Monday, December 15, 2008

8th of December 2008

Mr Kaombwe is the name of the teacher that I have been showing the rules of rugby to, he is a very respectful man and is eager to learn, Mr Kaombwe has been teaching now for pretty much his whole career so he is not new to the learning game and it helps that he likes the idea of rugby, he is geting the jist of touch and the ideas and principles of rugby but I am hesitant to even begin teachig him tackle in such a short time, they say a little knowledge can be dangerous.
Mr Kaombwe is of the muslim faith, as are a significant portion of Tanzanian residents, he is always telling me how much he wants me to get an authentic view of how the people here live, no complaints from my side "id love to" is always my response, he doesnt want me to go home with a tainted view of the people due to the city folk who, I agree dont always put Tanzania's best foot foward. He invited me to his home in 'mbagalaa' to celebrate the muslim holiday of Eid al-Hajj, in Tanzania 'Eid' is a public holiday, it is similar to Christmas day in terms of the focus on family, friends and church, it is a big deal. I must admit, I am quite nieve about the muslim religion but am always open to learn about new beliefs and cultures. Every year, millions of Muslims from around the world make the journey to Mecca, Saudi Arabia, for the annual pilgrimage (or Hajj). Dressed in the same simple white clothing to represent human equality, the pilgrims gather to perform rites dating back to the time of Abraham, the holiday is to celebrate the end of the pilgrimage and the start of the feasting period. When he told me about it, I was immeadiately interested and more than keen to spend the holiday with his family getting an incite into their relgious tradition and practice and humble everyday way of life.

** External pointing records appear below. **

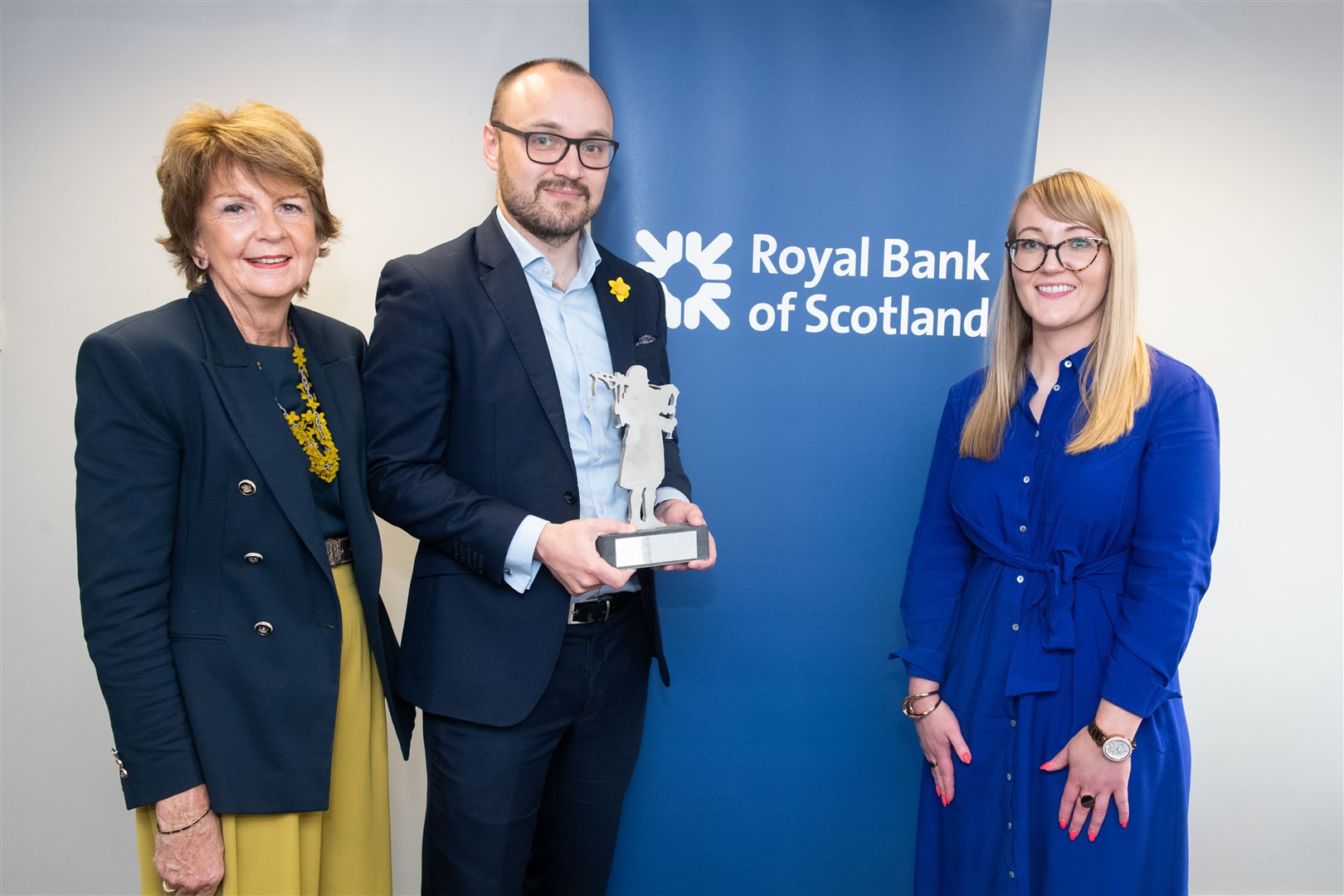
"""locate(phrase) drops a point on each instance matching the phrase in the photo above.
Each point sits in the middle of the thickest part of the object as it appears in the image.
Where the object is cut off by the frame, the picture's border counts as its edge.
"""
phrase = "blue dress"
(1038, 583)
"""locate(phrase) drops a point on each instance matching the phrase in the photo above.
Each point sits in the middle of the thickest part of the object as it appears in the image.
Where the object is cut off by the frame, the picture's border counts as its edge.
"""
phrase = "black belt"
(600, 609)
(339, 553)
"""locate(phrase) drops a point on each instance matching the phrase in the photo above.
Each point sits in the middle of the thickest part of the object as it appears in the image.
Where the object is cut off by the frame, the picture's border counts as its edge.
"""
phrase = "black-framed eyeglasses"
(548, 149)
(1075, 253)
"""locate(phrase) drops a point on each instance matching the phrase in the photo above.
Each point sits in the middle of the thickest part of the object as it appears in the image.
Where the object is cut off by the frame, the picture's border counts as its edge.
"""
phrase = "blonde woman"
(1060, 555)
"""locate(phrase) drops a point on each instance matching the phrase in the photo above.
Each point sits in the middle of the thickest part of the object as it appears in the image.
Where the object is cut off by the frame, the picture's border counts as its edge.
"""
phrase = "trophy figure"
(647, 414)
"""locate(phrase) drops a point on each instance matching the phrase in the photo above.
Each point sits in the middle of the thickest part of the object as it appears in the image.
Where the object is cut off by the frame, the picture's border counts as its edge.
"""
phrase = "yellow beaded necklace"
(309, 427)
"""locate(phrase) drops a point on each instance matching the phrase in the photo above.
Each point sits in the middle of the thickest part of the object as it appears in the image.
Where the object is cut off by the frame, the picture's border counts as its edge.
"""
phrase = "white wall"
(1220, 127)
(1218, 124)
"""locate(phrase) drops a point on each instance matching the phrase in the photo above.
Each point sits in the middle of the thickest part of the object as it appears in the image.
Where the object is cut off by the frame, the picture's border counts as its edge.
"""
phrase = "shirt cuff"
(923, 664)
(1131, 684)
(520, 566)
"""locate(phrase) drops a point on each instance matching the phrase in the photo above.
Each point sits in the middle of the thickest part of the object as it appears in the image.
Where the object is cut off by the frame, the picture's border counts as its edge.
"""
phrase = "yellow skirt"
(346, 850)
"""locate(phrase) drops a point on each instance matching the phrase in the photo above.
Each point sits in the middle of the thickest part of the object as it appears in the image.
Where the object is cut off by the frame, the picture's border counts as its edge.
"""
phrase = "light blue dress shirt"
(577, 340)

Having never been to mbagalla Mr Kaombwe made the whole trip sound like a straight forward, short one, no worries, 'hakuna noma'. He said the bus ride would take less than an hour and directed me on how to catch a bus, Im always up for a challenge and a new adventure so I attempted to take the whole thing in my stride. The Bus station was a mad house of tooting, criss crossing cars and people, intially I had no idea of where to catch a bus and stood a while with a firm grip on my bag surveying the ensuing chaos. People here fight tooth and nail for a bus seat, no one wants to stand on a long, hot journey and being a holiday everyone is going somewhere. Bus collectors encourage the commotion, this is also an optimum time for thieves to take advantage aswell as crowded places hide the sly hands and amid the bustle a hand in a pocket can easily go unnoticed. There is however a rule on the streets here that if a thief is caught they are beaten by the surrounding people within an inch of their lives, sometimes further, I have heard of this alot, ordinary people surround the culparate and kick and punch him/her relentlessly, a cruel punishment for the often desparately poor thief> anyway I keep my eyes peeled. trying to find the right bus is a nightmare by itself, people jabbering Swahili names at me, inefficient signposting, I'm looking and listening for any sign of hope... a bus pulling in yells "MBAGALAA" along with alot of other names and Ive heard my signal, amidst the rush I end up safe and on a comfortable seat, I praise my upbringing surrounded by rugby, when the ruck hit i was ready, others especially woman and children aren't so lucky and miss the bus altogether, so much for common courtesy..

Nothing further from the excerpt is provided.